Tres días después del cumpleaños de Carlos, Ana había recibido una disculpa forzada de Paula y un bombardeo de llamadas de los Ramírez. Sin embargo, los ignoró a todos, bloqueándolos de manera indiscriminada.

Era un día nublado y Ana se encontraba en un restaurante, reunida con una clienta, una hermosa mujer de poco más de veinte años que emanaba sofisticación.

—Ya has visto toda la información, ¿puedes darme una respuesta? —preguntó la clienta con una mezcla de impaciencia y ansiedad.

Ana dudó por un momento. Según la lectura del tarot que había hecho antes de llegar, el futuro romántico de la mujer con su esposo no era solo sombrío, sino que estaba al borde del colapso total.

—¿Ha notado cambios inusuales en su comportamiento? ¿Cómo mostrar repentino entusiasmo hacia usted? —preguntó Ana con tacto, observando las reacciones de la mujer.

—Sí —asintió Lucía, tras reflexionar por un momento—, ahora comparte más cosas conmigo, como sus experiencias diarias, y siempre llega puntualmente para recogerme del trabajo.

—¿Le parece normal este cambio?

La pregunta dejó Lucía vacilando. La mirada tranquila de Ana parecía atravesarla, como si supiera algo que ella aún no podía admitir. ¿Era normal? Quizás sí...

—Señorita Jiménez, no recomiendo intentar salvar esta relación —dijo Ana, al ver la duda en su rostro.

La declaración fue directa, casi cruel en su honestidad. Ana sabía que el tarot solo era una herramienta; pero, combinando con la realidad, todo llevaba a una conclusión: el esposo de Lucía Jiménez había dejado de amarla.

—¿Por qué? —preguntó Lucía algo preocupada.

Ana cruzó las manos bajo su barbilla, esbozando una leve sonrisa.
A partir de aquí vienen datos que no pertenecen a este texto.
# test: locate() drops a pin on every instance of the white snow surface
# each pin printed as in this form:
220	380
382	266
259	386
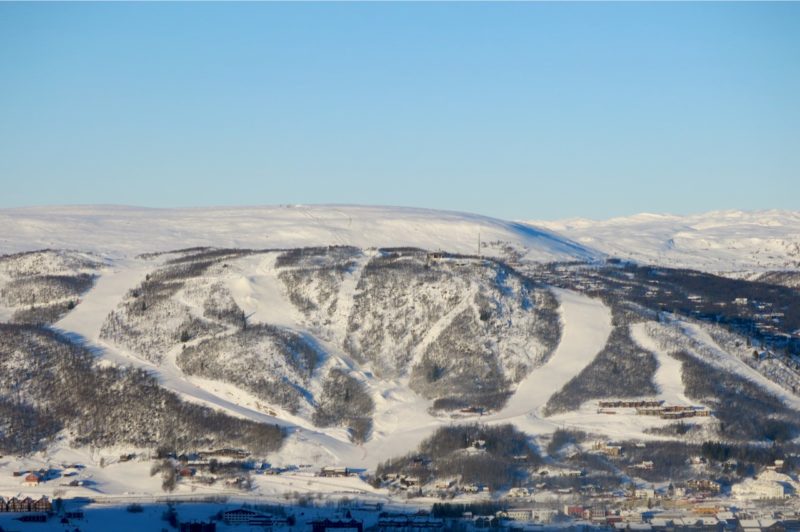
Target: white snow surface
129	231
720	241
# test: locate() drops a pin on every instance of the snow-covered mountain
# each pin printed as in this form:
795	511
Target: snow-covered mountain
352	335
722	241
130	231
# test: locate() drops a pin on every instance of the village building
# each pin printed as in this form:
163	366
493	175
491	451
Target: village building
32	479
330	471
338	526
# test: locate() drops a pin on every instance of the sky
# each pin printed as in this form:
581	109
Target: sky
515	110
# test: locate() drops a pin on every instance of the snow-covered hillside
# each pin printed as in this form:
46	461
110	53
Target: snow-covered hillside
350	335
116	230
723	241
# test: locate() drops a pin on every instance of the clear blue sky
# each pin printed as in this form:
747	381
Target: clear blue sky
518	110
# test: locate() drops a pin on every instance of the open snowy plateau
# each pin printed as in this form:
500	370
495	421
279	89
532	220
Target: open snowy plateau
315	336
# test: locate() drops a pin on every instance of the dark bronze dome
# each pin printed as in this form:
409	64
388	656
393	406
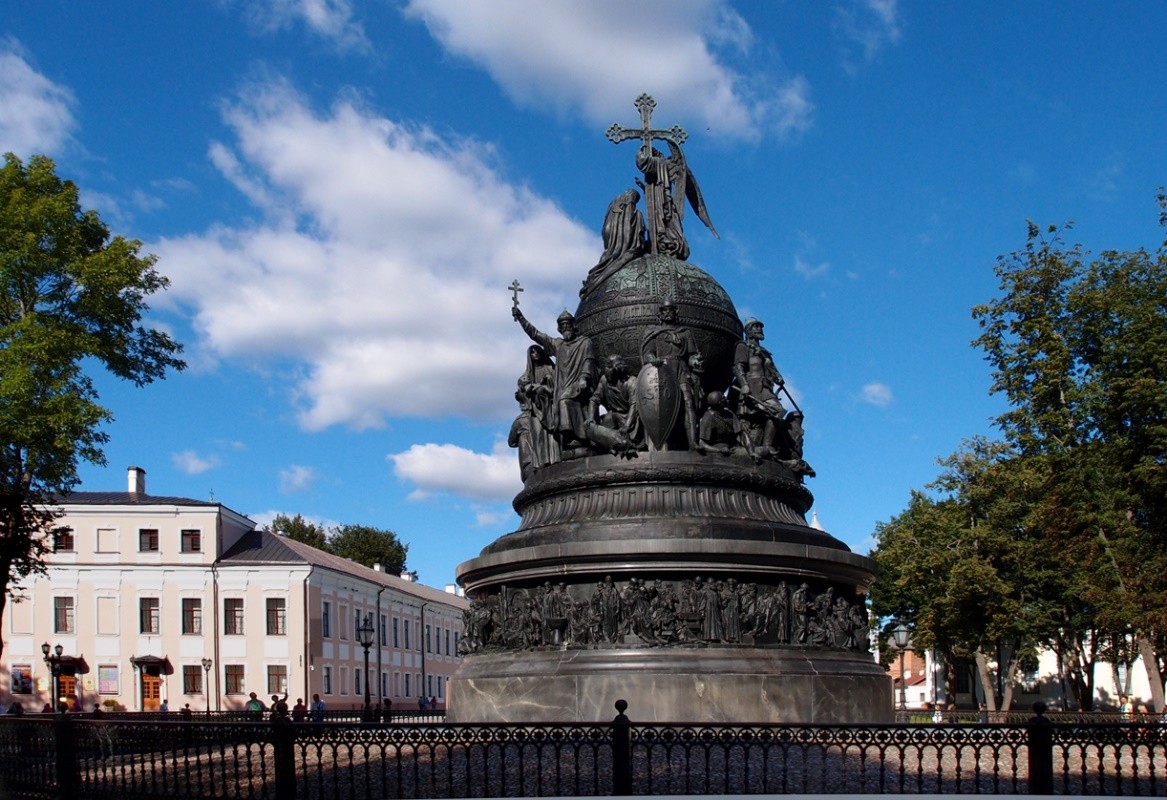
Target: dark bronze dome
619	313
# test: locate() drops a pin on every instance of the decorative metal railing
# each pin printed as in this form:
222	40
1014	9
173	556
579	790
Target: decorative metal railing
68	756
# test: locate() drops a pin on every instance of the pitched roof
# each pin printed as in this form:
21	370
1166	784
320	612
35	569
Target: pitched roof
128	498
267	547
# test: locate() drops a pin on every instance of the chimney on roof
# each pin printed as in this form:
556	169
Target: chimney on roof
137	479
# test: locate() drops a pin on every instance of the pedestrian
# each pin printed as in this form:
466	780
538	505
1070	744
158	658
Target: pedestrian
279	706
254	707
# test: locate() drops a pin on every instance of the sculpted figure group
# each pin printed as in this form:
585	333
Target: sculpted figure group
573	406
655	613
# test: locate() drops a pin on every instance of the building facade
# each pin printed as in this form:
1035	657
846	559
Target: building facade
167	598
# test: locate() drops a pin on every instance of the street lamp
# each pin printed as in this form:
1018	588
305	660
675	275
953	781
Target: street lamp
901	636
364	638
207	683
53	661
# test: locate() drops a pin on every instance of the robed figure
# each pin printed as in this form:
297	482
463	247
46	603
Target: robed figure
574	377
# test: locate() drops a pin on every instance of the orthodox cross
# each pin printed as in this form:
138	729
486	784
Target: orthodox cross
647	133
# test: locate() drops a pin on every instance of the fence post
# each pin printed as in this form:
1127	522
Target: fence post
621	751
284	750
1041	751
64	735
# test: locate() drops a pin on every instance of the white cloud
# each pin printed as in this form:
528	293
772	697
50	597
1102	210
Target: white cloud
35	113
867	27
191	463
811	271
877	394
297	478
449	468
382	267
598	55
329	19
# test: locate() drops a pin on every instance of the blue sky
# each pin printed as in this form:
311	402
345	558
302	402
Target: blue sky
341	190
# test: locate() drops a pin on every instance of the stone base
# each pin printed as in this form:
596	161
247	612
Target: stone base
698	685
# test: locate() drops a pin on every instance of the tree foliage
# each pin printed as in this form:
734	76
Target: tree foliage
71	296
1061	528
301	530
1078	348
369	546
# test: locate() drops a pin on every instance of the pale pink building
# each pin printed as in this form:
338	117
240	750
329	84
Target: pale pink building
170	598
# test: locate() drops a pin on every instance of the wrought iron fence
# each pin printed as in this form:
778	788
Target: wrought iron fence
69	756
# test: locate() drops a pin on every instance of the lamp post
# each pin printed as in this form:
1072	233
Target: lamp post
53	661
901	636
364	638
207	683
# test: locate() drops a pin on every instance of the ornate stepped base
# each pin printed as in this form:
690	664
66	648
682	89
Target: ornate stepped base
696	685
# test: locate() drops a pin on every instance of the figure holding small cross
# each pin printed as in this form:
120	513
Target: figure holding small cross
666	180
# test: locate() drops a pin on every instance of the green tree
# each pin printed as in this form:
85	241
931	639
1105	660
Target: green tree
369	546
961	568
300	530
71	297
1078	346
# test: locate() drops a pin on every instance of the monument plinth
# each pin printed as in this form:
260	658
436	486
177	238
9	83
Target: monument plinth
663	553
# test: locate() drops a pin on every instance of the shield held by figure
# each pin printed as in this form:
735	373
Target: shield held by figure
658	402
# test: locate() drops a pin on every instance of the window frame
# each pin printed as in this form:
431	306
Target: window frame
275	613
149	616
64	613
190	540
191	616
233	610
148	540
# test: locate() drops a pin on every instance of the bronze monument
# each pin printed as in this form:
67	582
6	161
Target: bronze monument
663	553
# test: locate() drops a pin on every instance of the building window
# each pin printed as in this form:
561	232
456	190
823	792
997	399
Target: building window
107	679
148	615
191	616
21	679
232	678
63	616
63	541
191	541
277	616
106	540
277	679
232	616
191	679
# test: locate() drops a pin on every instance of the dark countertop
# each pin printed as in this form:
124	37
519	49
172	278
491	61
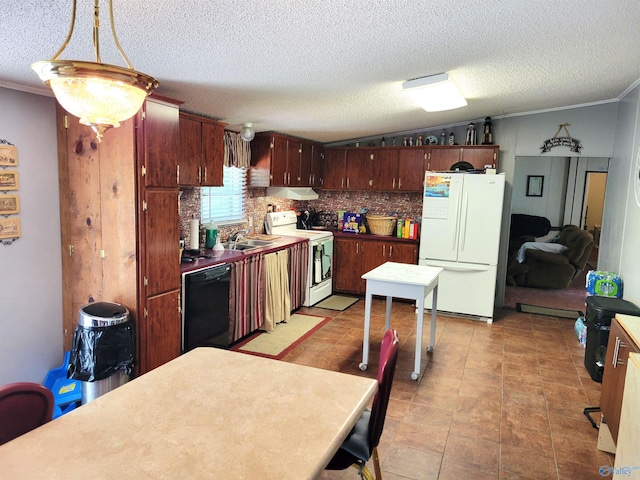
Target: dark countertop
209	258
369	236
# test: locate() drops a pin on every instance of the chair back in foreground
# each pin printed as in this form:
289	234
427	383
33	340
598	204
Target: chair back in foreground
23	407
362	441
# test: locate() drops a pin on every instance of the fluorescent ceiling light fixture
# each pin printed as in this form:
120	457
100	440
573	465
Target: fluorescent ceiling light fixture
101	95
435	93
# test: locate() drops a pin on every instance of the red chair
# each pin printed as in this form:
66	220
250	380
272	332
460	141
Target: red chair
362	442
23	407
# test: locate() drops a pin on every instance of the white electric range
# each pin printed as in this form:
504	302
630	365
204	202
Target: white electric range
320	263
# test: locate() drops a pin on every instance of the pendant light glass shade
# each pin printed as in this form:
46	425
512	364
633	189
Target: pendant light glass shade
101	95
247	133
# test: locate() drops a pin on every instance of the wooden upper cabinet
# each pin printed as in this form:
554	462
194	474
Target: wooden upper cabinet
212	154
334	169
317	155
443	158
159	140
162	232
383	170
201	155
281	161
306	153
411	168
358	174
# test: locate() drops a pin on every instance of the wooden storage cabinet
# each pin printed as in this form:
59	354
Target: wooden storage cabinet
354	256
119	223
615	368
396	169
284	161
444	157
201	157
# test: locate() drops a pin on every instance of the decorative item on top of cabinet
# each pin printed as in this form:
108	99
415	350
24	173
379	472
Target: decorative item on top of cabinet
201	151
284	161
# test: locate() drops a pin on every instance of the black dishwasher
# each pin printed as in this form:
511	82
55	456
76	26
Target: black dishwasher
205	308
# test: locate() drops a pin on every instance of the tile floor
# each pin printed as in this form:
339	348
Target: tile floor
501	401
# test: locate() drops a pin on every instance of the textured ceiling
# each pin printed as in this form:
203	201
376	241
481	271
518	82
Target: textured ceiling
332	70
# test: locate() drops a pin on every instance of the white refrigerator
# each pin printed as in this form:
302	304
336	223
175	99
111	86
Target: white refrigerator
461	221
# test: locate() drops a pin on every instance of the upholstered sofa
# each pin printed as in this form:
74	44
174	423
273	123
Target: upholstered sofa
545	269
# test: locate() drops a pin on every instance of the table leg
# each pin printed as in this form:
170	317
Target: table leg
434	303
419	318
387	318
367	326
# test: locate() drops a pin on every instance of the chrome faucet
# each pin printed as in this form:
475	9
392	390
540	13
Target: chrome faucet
236	236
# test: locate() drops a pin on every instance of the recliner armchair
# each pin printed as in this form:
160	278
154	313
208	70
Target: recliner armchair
552	270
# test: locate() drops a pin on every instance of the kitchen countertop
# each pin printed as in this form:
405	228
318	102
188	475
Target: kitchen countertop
210	413
370	236
209	258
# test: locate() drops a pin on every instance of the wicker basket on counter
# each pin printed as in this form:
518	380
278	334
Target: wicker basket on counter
381	225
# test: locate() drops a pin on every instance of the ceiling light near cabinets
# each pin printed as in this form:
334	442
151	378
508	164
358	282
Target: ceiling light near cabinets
101	95
247	133
435	93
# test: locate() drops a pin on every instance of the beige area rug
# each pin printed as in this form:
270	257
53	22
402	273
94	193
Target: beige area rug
337	302
284	338
548	311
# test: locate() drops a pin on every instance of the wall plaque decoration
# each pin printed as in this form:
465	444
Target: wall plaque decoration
9	180
9	204
556	141
9	228
8	155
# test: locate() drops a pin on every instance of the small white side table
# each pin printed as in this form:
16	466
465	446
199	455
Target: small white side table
402	280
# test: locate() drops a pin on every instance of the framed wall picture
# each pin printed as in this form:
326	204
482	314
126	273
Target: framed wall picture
9	228
8	155
9	180
534	185
9	204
—Señorita Jiménez, ¿tiene tiempo para acompañarme a un lugar?

Sin esperar respuesta, Ana se puso de pie y la mujer la siguió hasta un club exclusivo.
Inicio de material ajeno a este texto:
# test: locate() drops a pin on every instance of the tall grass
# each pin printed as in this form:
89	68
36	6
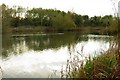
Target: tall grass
102	66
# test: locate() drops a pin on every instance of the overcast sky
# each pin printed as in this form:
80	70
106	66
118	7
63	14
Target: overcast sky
83	7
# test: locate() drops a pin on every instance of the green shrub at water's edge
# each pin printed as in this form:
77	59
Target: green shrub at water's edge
97	67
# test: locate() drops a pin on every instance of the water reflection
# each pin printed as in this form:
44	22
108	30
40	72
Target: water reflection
40	55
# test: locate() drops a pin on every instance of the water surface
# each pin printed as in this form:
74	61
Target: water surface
43	55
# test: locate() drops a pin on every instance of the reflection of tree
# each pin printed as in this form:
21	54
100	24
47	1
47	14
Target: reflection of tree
49	41
20	44
6	44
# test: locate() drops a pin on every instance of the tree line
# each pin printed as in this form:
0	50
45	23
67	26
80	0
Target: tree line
51	18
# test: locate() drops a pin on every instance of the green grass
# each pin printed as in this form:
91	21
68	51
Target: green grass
101	66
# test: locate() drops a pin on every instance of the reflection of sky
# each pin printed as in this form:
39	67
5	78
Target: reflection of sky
32	62
37	64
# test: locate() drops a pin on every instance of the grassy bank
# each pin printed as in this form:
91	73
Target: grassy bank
102	66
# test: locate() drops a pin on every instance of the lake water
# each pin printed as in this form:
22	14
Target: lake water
43	55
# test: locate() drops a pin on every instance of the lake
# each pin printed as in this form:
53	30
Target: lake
43	55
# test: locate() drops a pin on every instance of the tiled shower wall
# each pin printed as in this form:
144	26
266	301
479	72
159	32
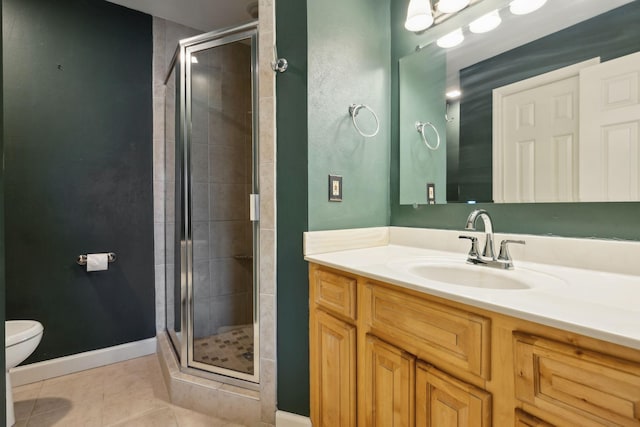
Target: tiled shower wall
166	36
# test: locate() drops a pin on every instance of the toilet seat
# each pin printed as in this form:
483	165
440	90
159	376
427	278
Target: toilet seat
18	331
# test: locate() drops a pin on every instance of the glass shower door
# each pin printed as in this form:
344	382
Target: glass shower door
222	289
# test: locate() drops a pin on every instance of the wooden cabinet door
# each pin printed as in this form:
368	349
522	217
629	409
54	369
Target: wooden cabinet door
583	387
333	371
444	401
389	384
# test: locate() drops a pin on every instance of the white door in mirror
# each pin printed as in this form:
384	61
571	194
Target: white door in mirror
609	140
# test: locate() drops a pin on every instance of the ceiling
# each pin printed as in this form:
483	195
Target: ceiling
204	15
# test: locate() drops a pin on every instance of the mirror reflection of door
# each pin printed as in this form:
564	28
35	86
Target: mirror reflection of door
536	124
610	115
569	135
—Perdón por investigar todos los movimientos de su esposo, pero está en la sala privada 311. ¿Quiere que la acompañe?

—Espérame aquí —respondió Lucía, tras tomar una bocanada de aire.

Apoyada contra la pared, Ana escuchaba atenta los sonidos que venían de la sala sin inmutarse. Los años que llevaba en aquella profesión la habían hecho partícipe de todo tipo de escenas. Nunca dudaba del amor verdadero, pero sabía que los sentimientos eran volubles. Nadie escapaba de esta regla.

De pronto, sus pensamientos fueron interrumpidos por un grito agudo. Preocupada por Lucía, Ana reaccionó al instante, abriendo la puerta sin dudarlo, pero la escena que encontró la dejó momentáneamente inmóvil: Isabella estaba siendo agarrada del pelo.